Something’s been bothering me since I first started DVR’ing D.L. Hughley‘s show. I was very excited that someone so witty and politically savvy was going to have his own show on CNN, when he started out as a comic, especially because he is an African-American. Then I started watching the show and I realized that part of the schtick was that half of the "news" he talked about was satire and farce – on CNN – as if he was Jon Stewart on Comedy Central (who I am also not the biggest fan of, even though I was on the show of his protege, Stephen Colbert). It started to take a bit of the credibility that I had grown to enjoy on CNN, despite Anderson Cooper’s constantly avoiding his sexuality, while talking about homosexuals in the third person.
What really bothered me, though, was when Dan Savage was on D.L. Hughley and was too polite.

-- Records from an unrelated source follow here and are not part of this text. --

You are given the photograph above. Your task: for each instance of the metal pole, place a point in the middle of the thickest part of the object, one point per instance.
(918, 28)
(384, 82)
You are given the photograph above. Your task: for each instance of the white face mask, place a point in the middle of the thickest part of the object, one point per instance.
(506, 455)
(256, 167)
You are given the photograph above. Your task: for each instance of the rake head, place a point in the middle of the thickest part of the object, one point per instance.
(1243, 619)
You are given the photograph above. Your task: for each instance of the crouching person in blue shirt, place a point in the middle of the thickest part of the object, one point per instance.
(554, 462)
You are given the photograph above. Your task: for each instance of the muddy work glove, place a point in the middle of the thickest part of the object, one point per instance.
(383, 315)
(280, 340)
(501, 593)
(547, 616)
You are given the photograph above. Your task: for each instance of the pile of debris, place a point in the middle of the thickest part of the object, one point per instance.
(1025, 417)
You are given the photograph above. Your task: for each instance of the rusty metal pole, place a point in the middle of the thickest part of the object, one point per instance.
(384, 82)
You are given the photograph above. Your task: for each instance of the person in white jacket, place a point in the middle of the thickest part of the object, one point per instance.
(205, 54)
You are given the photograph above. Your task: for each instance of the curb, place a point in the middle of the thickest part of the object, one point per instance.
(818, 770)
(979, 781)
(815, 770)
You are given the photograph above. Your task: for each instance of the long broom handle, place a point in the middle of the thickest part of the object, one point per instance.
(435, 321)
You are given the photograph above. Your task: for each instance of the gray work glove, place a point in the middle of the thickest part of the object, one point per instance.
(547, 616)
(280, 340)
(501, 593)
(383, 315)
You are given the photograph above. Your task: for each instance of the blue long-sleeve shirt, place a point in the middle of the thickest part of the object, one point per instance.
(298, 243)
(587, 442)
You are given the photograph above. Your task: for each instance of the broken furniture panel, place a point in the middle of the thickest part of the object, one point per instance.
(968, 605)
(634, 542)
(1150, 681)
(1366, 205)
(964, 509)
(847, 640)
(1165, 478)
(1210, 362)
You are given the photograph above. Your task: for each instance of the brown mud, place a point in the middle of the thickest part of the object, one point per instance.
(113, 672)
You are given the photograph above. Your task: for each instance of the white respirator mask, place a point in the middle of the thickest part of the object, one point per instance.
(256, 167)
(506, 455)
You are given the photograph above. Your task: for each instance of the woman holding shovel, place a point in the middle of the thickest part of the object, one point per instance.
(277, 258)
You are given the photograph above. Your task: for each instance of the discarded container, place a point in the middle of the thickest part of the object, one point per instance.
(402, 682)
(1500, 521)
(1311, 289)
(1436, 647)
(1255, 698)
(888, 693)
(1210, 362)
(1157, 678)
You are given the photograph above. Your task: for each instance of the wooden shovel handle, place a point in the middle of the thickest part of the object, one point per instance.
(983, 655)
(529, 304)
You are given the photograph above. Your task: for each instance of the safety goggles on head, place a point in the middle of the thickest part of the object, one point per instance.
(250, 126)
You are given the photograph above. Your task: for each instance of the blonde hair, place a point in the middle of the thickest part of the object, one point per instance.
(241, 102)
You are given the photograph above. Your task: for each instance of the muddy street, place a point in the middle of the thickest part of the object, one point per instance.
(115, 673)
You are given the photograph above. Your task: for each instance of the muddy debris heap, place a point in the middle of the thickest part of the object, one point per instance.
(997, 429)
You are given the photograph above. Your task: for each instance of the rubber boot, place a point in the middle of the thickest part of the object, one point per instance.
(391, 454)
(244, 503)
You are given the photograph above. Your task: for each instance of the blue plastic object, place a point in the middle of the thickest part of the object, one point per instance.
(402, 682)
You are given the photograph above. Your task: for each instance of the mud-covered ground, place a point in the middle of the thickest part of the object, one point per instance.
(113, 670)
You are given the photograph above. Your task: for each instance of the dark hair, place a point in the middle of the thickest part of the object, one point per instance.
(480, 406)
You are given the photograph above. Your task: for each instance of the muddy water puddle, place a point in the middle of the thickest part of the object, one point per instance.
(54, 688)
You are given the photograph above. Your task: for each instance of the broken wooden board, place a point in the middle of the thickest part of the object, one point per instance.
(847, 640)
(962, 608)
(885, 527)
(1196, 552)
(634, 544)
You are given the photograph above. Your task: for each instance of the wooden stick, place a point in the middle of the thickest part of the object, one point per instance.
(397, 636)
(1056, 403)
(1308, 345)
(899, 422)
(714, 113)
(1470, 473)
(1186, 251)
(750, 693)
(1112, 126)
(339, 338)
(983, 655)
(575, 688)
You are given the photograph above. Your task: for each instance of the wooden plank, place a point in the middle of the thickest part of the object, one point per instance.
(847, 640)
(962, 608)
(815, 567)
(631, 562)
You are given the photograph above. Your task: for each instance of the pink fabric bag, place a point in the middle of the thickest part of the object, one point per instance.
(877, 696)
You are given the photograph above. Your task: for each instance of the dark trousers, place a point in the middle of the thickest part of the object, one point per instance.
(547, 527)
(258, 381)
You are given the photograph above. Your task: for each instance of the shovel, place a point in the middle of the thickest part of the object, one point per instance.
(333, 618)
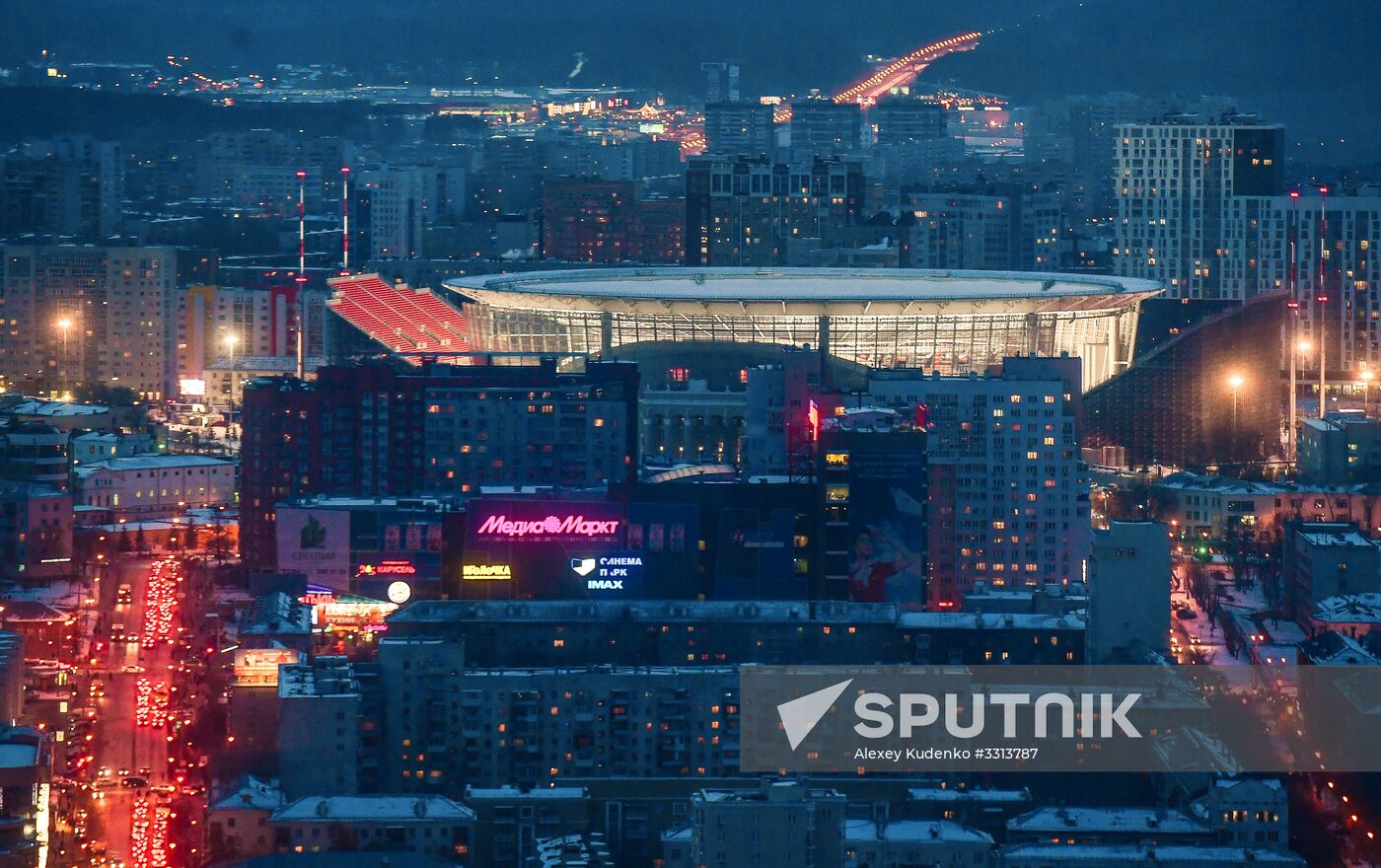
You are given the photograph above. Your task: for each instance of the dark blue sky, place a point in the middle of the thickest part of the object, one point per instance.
(1312, 64)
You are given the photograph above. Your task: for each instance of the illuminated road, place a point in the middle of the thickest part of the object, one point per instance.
(120, 744)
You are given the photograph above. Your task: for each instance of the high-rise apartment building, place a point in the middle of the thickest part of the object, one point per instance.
(824, 127)
(1003, 229)
(721, 82)
(75, 315)
(908, 119)
(1178, 183)
(739, 127)
(587, 220)
(784, 823)
(71, 185)
(742, 211)
(1008, 491)
(372, 431)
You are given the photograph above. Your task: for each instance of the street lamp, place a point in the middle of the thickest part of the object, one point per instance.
(1235, 381)
(231, 339)
(1298, 349)
(65, 325)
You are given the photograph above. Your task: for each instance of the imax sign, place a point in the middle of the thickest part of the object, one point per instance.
(547, 528)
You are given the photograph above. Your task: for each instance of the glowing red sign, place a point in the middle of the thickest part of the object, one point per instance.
(501, 522)
(387, 567)
(551, 526)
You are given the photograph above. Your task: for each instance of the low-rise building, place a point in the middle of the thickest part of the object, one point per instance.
(238, 820)
(1108, 826)
(902, 843)
(1328, 559)
(779, 823)
(428, 826)
(1128, 856)
(1339, 450)
(510, 823)
(25, 782)
(36, 543)
(320, 715)
(106, 446)
(1350, 615)
(1247, 812)
(1128, 592)
(573, 851)
(155, 486)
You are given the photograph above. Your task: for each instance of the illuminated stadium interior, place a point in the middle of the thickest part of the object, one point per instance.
(950, 322)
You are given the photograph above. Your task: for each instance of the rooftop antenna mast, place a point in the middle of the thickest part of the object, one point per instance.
(301, 273)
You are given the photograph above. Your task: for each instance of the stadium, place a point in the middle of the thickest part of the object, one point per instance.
(948, 322)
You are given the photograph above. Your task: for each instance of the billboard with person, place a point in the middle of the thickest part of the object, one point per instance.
(887, 518)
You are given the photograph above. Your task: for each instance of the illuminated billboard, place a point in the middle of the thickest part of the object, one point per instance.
(547, 549)
(317, 543)
(258, 667)
(886, 494)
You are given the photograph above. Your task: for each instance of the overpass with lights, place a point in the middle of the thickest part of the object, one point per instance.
(904, 71)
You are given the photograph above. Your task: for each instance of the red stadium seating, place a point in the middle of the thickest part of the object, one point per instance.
(402, 319)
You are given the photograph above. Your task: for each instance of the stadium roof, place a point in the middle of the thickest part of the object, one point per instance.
(824, 290)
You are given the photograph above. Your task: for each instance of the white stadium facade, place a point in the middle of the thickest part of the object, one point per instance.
(948, 322)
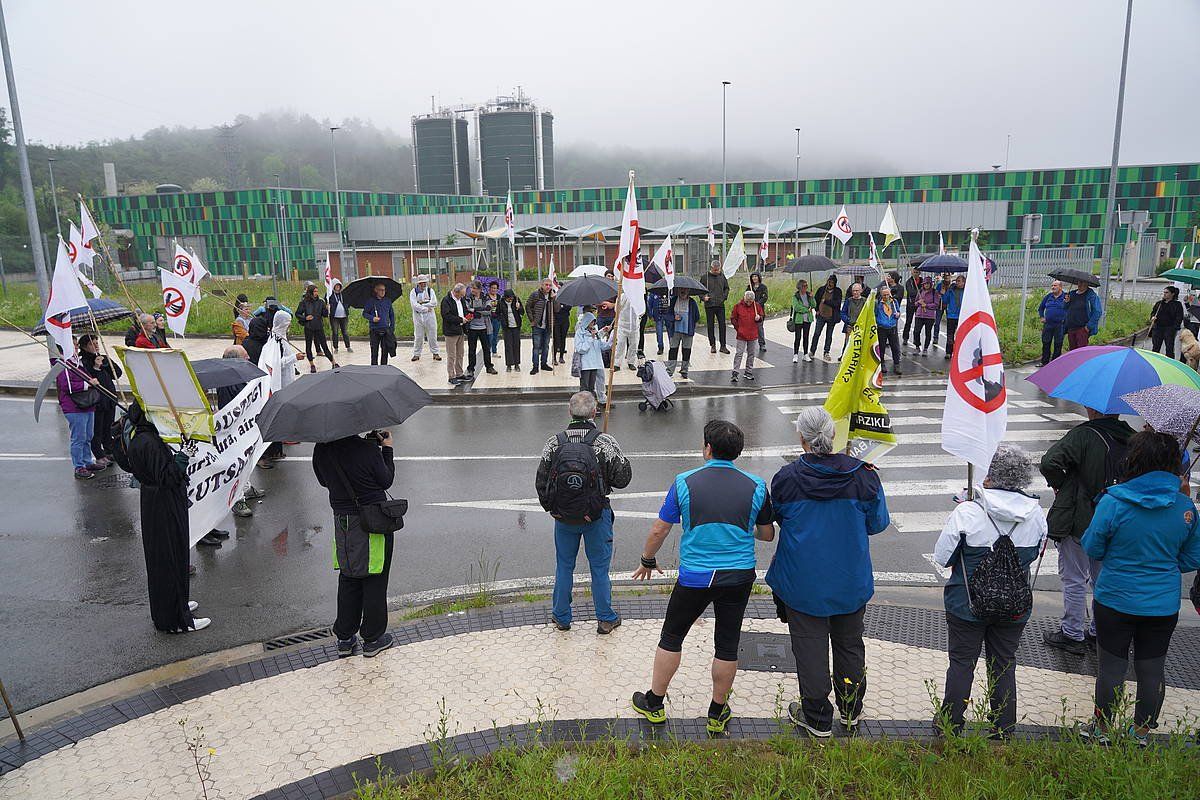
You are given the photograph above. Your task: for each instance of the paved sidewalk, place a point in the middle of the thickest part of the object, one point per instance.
(288, 725)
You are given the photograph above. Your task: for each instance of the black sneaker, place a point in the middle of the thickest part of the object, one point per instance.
(1061, 641)
(371, 649)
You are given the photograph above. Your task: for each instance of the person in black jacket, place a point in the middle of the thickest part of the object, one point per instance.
(1165, 319)
(312, 310)
(358, 470)
(107, 372)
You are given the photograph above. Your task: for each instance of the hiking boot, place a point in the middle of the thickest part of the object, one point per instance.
(717, 726)
(796, 715)
(371, 649)
(1061, 641)
(655, 715)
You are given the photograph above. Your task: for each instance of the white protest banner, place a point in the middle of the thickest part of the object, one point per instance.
(219, 471)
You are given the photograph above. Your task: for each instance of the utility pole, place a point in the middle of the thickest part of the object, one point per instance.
(27, 182)
(1110, 223)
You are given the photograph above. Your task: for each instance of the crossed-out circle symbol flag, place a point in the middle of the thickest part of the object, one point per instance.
(173, 301)
(977, 368)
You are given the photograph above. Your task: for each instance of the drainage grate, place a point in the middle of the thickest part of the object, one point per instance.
(303, 637)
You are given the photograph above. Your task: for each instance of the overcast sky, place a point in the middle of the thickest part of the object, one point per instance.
(885, 85)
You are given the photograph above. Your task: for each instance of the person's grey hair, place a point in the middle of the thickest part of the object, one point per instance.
(815, 426)
(1011, 469)
(583, 405)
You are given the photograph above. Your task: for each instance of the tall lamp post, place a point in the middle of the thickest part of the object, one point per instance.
(1110, 224)
(725, 232)
(54, 196)
(337, 203)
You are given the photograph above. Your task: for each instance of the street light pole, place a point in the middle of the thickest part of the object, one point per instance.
(724, 178)
(1111, 222)
(27, 182)
(54, 196)
(337, 204)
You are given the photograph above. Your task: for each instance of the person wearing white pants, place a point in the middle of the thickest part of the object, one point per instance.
(425, 322)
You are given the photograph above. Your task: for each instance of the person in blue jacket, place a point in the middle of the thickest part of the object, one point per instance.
(1083, 314)
(1053, 313)
(826, 506)
(381, 323)
(952, 301)
(1145, 534)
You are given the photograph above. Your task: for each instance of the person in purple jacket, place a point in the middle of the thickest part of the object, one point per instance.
(81, 416)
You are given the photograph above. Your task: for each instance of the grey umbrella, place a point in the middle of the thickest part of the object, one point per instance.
(341, 402)
(1168, 408)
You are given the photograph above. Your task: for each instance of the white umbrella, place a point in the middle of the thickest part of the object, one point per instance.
(582, 270)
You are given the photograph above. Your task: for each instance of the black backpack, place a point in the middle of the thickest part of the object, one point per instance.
(575, 493)
(999, 589)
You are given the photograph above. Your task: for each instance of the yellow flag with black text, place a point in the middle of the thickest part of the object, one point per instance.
(863, 426)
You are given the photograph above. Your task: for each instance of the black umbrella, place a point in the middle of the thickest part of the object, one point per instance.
(587, 290)
(683, 283)
(357, 293)
(103, 310)
(341, 402)
(943, 263)
(1075, 276)
(810, 263)
(219, 373)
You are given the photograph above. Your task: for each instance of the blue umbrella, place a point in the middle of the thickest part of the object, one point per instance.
(103, 310)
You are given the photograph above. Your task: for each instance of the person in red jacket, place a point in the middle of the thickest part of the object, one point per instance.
(745, 318)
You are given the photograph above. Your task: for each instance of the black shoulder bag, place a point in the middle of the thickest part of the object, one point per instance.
(384, 517)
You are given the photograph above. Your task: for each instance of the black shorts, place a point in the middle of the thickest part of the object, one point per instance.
(685, 607)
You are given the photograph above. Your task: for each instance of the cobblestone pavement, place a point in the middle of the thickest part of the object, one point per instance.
(274, 731)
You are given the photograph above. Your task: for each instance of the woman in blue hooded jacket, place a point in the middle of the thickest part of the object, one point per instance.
(826, 505)
(1145, 534)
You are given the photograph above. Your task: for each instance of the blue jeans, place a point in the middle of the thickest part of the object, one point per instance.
(82, 425)
(598, 547)
(540, 346)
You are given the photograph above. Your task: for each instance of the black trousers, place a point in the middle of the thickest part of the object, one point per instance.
(811, 641)
(1051, 342)
(688, 603)
(889, 336)
(339, 325)
(715, 316)
(363, 602)
(1161, 336)
(999, 641)
(511, 347)
(801, 338)
(317, 337)
(1150, 637)
(102, 437)
(481, 338)
(378, 352)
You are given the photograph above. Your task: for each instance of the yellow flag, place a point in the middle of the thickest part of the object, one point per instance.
(855, 402)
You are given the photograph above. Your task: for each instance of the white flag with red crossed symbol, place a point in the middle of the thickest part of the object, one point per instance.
(976, 414)
(633, 278)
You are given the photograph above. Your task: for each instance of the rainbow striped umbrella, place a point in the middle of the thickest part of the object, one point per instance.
(1096, 377)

I agree with 99% of what Dan Savage says, but I think he should have caught D.L. (which ironically is the acronym for the "down low") on his supposed liberal stance. D.L. said to Dan, "While I don’t condone [emphasis mine] the gay lifestyle…" Then D.L. went on to say he did not see any problem with gay marriage in theory. Wait a minute. Who asked D.L. if he "condoned" anything? Who said we needed him to "condone" it? How can he be liberal and in support of equality for people of all colors and those who are homosexual if he still thinks we need him to condone us. Well, I hereby declare that I condone D.L. Hughley being heterosexual and black and male and whatever the hell else he identifies as. I hope he feels better because I condone him, even if he doesn’t condone me.
Today I finally got around to watching "300," mostly so that I would understand the satire of it that I intend to see where the woman from MadTV plays a bald Britney Spears who gets kicked into an abyss. I don’t remember the name of the satire off-hand. Did I think it was soft, homoerotic porn? I remember so many gay men having strong opinions about it one way or another. I do not. Some of the special effects were unique for me. For example, I never saw them cut the legs off a horse or otherwise hurt an animal in any spaghetti western I’ve ever seen. I trust no animals were harmed in the filming of the movie and that these animals and most of the heavily clad, particularly dark-skinned and effeminate Persians were probably computer-rendered, which would have made a lot of the graphic violence much easier to film than to have that many extras. The movie is blatantly racist. I can completely understand how Persians would be insulted, because I was. Ancient Persian culture is no less amazing and worthy than Greek, particularly the barbaric, Draconian aspect of Ancient Greece that was epitomized in Sparta, which had little respect for Athenian intellect. I know that good art is rarely politically correct, but this movie went out of its way to make the enemy look bad in a way that was so obvious like the Star Wars trilogy had Darth Vader in a black suit (although the storm troopers broke that mold by wearing white).